What’s also becoming evident in the ongoing 12/31/2025 valuation cycle is the role of AI in shaping valuation discussions.
Not in a theoretical way—but in very practical terms.
Auditors are starting to ask:
- Are projections still valid in light of AI disruption?
- Could margins compress faster than expected?
- Is this company an AI beneficiary—or at risk?
For some portfolio companies, AI is a tailwind. For others, it introduces real uncertainty. Either way, ignoring it is no longer an option.
A Shift Toward More Thoughtful Valuations
As a result, many funds are moving toward more dynamic approaches:
- Updating assumptions more frequently
- Using scenario-based methods where outcomes are uncertain
- Bringing in market data more deliberately
- Spending more time documenting the “why” behind the numbers
It’s a shift from static marking to active valuation.

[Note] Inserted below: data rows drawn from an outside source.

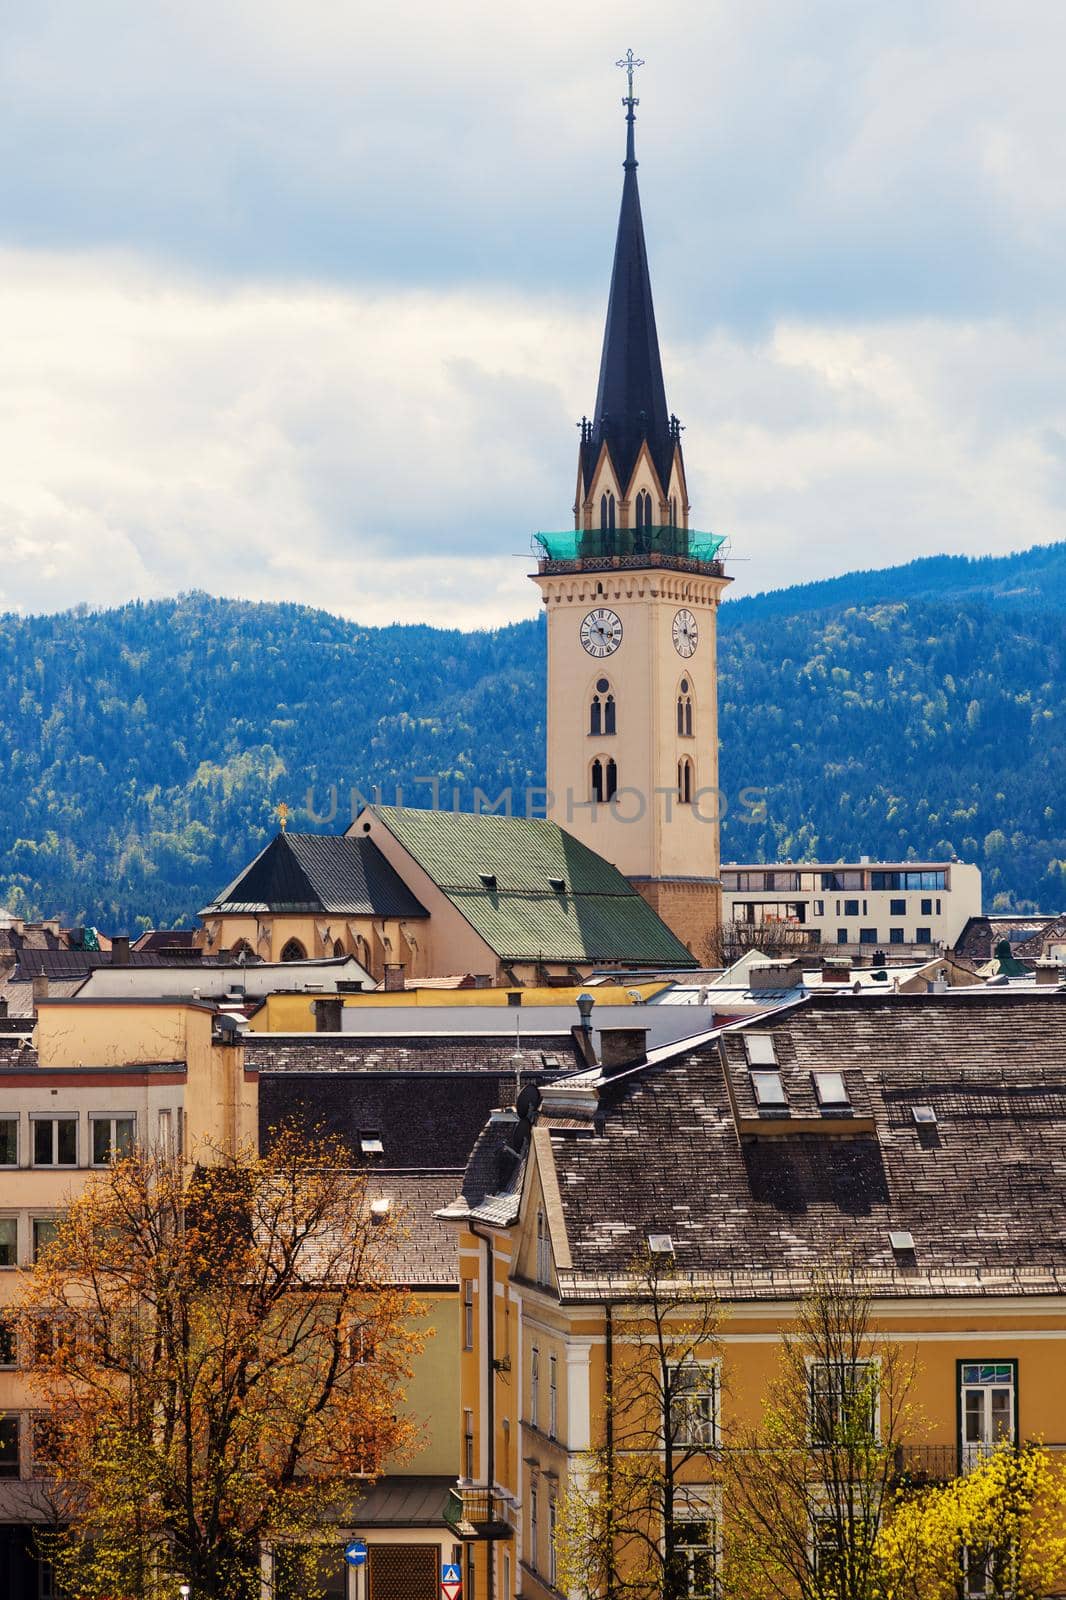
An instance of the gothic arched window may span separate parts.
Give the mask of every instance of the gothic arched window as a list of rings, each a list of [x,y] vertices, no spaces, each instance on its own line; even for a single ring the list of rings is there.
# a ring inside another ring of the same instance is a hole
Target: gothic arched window
[[[681,679],[677,696],[677,731],[683,739],[692,738],[692,691],[687,678]]]
[[[677,495],[676,494],[672,494],[670,496],[670,526],[671,526],[671,528],[676,528],[677,527]]]
[[[603,732],[603,704],[598,694],[592,696],[589,706],[589,733],[600,734]]]
[[[342,956],[344,954],[344,944],[340,939],[334,939],[333,941],[333,954],[335,956]]]
[[[589,704],[589,734],[606,734],[617,731],[614,695],[609,678],[597,678],[596,690]]]
[[[609,694],[603,702],[603,731],[604,733],[614,733],[616,731],[613,694]]]
[[[692,804],[692,762],[682,756],[677,763],[677,798],[683,806]]]
[[[637,527],[651,527],[651,495],[646,489],[637,495]]]
[[[592,763],[592,799],[600,806],[603,804],[603,762],[599,756]]]
[[[290,939],[281,952],[282,961],[306,961],[307,951],[299,939]]]
[[[614,495],[609,489],[600,495],[600,527],[604,533],[614,527]]]
[[[615,766],[614,761],[612,759],[611,761],[608,761],[608,763],[607,763],[607,772],[606,772],[606,777],[605,777],[605,782],[604,782],[603,798],[605,800],[613,800],[617,793],[618,793],[618,768]]]

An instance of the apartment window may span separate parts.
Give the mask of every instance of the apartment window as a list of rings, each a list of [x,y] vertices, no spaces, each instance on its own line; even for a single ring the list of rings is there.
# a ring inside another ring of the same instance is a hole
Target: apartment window
[[[721,1555],[718,1518],[709,1506],[682,1505],[674,1523],[675,1548],[685,1564],[685,1591],[690,1600],[715,1600]]]
[[[474,1348],[474,1280],[463,1279],[463,1349]]]
[[[19,1119],[0,1117],[0,1167],[19,1164]]]
[[[846,917],[857,917],[858,914],[859,914],[859,902],[857,900],[845,900],[844,901],[844,915]]]
[[[856,1507],[856,1510],[858,1508]],[[831,1511],[811,1513],[811,1565],[819,1593],[833,1593],[844,1576],[840,1530]]]
[[[30,1434],[33,1452],[33,1475],[50,1478],[55,1472],[59,1454],[59,1429],[53,1417],[34,1417]]]
[[[922,901],[922,916],[923,917],[931,917],[932,915],[933,915],[933,902],[932,902],[932,900],[923,900]]]
[[[169,1110],[159,1113],[159,1154],[164,1161],[174,1154],[174,1117]]]
[[[19,1264],[19,1223],[17,1217],[0,1217],[0,1267]]]
[[[540,1427],[540,1351],[536,1345],[529,1353],[529,1420],[534,1428]]]
[[[936,914],[939,917],[939,915],[940,915],[940,901],[939,900],[936,903]]]
[[[932,944],[932,942],[933,942],[933,930],[932,930],[932,928],[915,928],[915,930],[914,930],[914,942],[915,942],[915,944]]]
[[[32,1117],[35,1167],[76,1167],[77,1117]]]
[[[760,1110],[788,1105],[788,1095],[785,1093],[779,1072],[753,1072],[751,1087],[755,1094],[755,1104]]]
[[[529,1491],[529,1564],[533,1571],[537,1570],[537,1488],[532,1485]]]
[[[555,1519],[556,1505],[554,1499],[548,1501],[548,1582],[555,1587],[557,1561],[555,1555]]]
[[[815,914],[816,917],[824,917],[825,916],[825,901],[824,900],[816,900],[814,902],[814,914]]]
[[[557,1363],[554,1356],[548,1357],[548,1438],[554,1439],[559,1422],[559,1388],[556,1378]]]
[[[1016,1361],[959,1363],[963,1470],[1006,1440],[1017,1439]]]
[[[745,1033],[744,1053],[749,1067],[776,1067],[777,1051],[772,1033]]]
[[[860,944],[876,944],[877,943],[877,929],[876,928],[860,928],[859,929],[859,943]]]
[[[810,1367],[813,1445],[877,1438],[877,1364],[813,1361]]]
[[[888,902],[888,911],[890,916],[905,917],[907,915],[906,900],[890,900]]]
[[[848,930],[847,930],[847,928],[838,928],[837,929],[837,944],[847,944],[847,942],[848,942]]]
[[[93,1166],[106,1167],[112,1161],[122,1161],[133,1154],[137,1119],[132,1116],[109,1117],[89,1115],[92,1131]]]
[[[670,1374],[670,1427],[675,1444],[710,1449],[718,1442],[718,1371],[699,1362]]]
[[[19,1475],[19,1419],[0,1417],[0,1478]]]
[[[511,1557],[506,1550],[503,1552],[503,1593],[504,1600],[511,1600]]]
[[[543,1211],[537,1212],[537,1282],[551,1282],[551,1241]]]
[[[18,1324],[11,1312],[0,1315],[0,1367],[18,1366]]]
[[[34,1261],[39,1261],[42,1250],[47,1249],[59,1232],[58,1219],[55,1217],[34,1217],[32,1231],[33,1259]]]
[[[474,1413],[463,1412],[463,1476],[474,1481]]]
[[[889,942],[889,944],[902,944],[903,943],[903,929],[902,928],[889,928],[889,930],[888,930],[888,942]]]

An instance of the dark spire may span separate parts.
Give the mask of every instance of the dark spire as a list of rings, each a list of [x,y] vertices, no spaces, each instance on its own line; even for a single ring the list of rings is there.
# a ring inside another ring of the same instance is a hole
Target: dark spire
[[[639,101],[633,94],[633,68],[642,66],[643,62],[637,61],[630,50],[626,59],[618,65],[625,67],[629,74],[629,93],[622,100],[626,108],[625,179],[611,272],[611,298],[600,358],[600,382],[592,427],[594,449],[591,454],[595,458],[606,440],[624,489],[641,441],[647,438],[665,492],[669,487],[674,441],[666,408],[659,338],[655,331],[655,309],[651,298],[644,223],[640,214],[634,143],[635,113]]]

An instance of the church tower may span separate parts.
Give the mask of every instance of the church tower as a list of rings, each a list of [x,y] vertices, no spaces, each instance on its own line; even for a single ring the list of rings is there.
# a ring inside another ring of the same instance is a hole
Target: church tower
[[[721,925],[718,602],[722,539],[689,523],[666,404],[637,189],[626,159],[596,407],[574,528],[537,535],[548,622],[550,815],[628,877],[700,961]]]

What This Means Going Forward
The direction is pretty clear.
- Cost is still relevant—but only as a starting point
- Last round pricing still matters—but it’s not the answer on its own
- And valuation is becoming less about convenience—and more about credibility
Funds that adapt to this shift are not just better prepared for audits—they also have a clearer view of their own portfolios.
Because at the end of the day, valuation isn’t just about reporting.
It’s about understanding what your investments are really worth—today.